Indigenous skin name used in the Western Desert, Australia

Napaljarri or Napaltjarri is one of sixteen skin names used amongst Indigenous Australian people of Australia's Western Desert, including the Pintupi and Warlpiri. It is one of the eight female skin names. Skin names are often treated by Western cultures as equivalent to a surname; as a result the name is familiar to many as that of prominent Indigenous figures, such as artists Tjunkiya Napaltjarri, her sister Wintjiya Napaltjarri, and Linda Syddick Napaltjarri.

==Skin name==
Skin names denote the subsections or subgroups in the kinship system of central Australian Indigenous people. These names define kinship relationships that influence preferred marriage partners and may be associated with particular totems. Although they may be used as terms of address, they are not surnames in the sense used by Europeans.

Individuals of the Napaljarri skin group (together with its male equivalent, Tjapaljarri) will be either owners (kurdu) or managers (kurdungurlu) of particular 'dreaming' sites. If they are the owners, then the managers will be from the Napurrurla / Tjupurrula skin name group, and vice versa.

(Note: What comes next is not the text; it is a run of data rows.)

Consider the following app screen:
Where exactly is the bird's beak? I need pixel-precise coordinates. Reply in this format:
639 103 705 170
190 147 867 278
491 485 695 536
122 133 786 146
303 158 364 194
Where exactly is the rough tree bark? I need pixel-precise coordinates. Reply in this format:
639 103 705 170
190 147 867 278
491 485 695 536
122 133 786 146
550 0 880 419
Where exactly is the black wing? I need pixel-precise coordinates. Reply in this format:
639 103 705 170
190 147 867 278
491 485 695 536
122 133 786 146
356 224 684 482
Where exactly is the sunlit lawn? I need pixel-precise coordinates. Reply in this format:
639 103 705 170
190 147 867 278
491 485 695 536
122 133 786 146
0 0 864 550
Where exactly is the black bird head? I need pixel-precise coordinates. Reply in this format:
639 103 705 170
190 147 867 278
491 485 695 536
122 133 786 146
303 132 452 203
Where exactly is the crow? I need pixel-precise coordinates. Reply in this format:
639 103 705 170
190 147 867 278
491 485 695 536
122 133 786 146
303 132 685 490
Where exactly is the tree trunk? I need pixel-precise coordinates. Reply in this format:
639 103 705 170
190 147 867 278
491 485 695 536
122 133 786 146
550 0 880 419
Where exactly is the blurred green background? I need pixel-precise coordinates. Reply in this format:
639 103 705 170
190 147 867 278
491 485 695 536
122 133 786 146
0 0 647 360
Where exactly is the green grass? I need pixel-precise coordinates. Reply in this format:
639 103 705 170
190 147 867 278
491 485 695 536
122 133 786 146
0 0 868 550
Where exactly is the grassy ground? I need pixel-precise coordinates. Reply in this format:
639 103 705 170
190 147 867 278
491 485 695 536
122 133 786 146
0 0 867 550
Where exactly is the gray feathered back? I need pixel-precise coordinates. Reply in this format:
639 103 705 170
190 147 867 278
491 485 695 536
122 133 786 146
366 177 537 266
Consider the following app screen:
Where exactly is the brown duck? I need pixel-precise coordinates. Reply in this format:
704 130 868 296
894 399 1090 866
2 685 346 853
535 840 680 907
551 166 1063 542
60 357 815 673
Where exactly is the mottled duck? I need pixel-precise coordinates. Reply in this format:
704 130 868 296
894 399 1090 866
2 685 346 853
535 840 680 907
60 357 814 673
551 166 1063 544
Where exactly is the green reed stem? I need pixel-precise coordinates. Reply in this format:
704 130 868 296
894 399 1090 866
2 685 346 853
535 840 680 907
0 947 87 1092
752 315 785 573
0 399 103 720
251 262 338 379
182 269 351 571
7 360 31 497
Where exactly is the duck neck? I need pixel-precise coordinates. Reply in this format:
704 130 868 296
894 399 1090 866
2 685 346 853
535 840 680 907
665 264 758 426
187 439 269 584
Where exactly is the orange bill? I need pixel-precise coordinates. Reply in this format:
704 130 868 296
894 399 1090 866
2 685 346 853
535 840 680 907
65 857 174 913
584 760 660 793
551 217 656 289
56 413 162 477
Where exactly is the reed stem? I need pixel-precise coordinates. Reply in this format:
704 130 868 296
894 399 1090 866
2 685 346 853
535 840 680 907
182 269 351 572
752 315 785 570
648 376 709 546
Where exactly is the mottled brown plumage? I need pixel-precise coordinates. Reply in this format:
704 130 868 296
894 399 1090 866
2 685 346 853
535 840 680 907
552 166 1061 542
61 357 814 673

Dreamings are associated with particular skin names and individuals. Jimmy Jungurrayi relates the story Patilirrikirli, a budgerigar dreaming associated with a location called Patilirri. This dreaming is specific to the Napaljarri / Tjapaljarri and Nungarrayi / Jungarrayi pairings of skin names. Dreamings associated with the Napaljarri women at Yuendumu include budgerigar, bush onion, witchetty grub and honey ant. These have been portrayed in paintings by artists such as Lucy Napaljarri Kennedy and Helen Nelson Napaljarri.

==Prominent members of the skin name group==
There are numerous artists from the Napaljarri skin group. They include several who have been finalists in the National Aboriginal & Torres Strait Islander Art Awards: Daisy Jugadai Napaltjarri, Wintjiya Napaltjarri, Linda Syddick Napaltjarri and Ngoia Pollard Napaltjarri. One of these, Linda Syddick, has also been a finalist in the Blake Prize. Several Napaljarri women have works in the collection of Australia's national gallery, including Daisy Jugadai, Tjunkiya Napaltjarri, and Eileen Napaltjarri. Others have works in collections of the state galleries: Kitty Pultara Napaljarri's work is in the Art Gallery of South Australia; the Art Gallery of New South Wales holds work by Sheila Brown Napaljarri and Susie Bootja Bootja Napaltjarri.

Other artists of the skin group include Ada Andy Napaltjarri and her sister Nora Andy Napaltjarri.

Lucy Napaljarri Kennedy has been made a Member of the Order of Australia for her work in the Yuendumu community.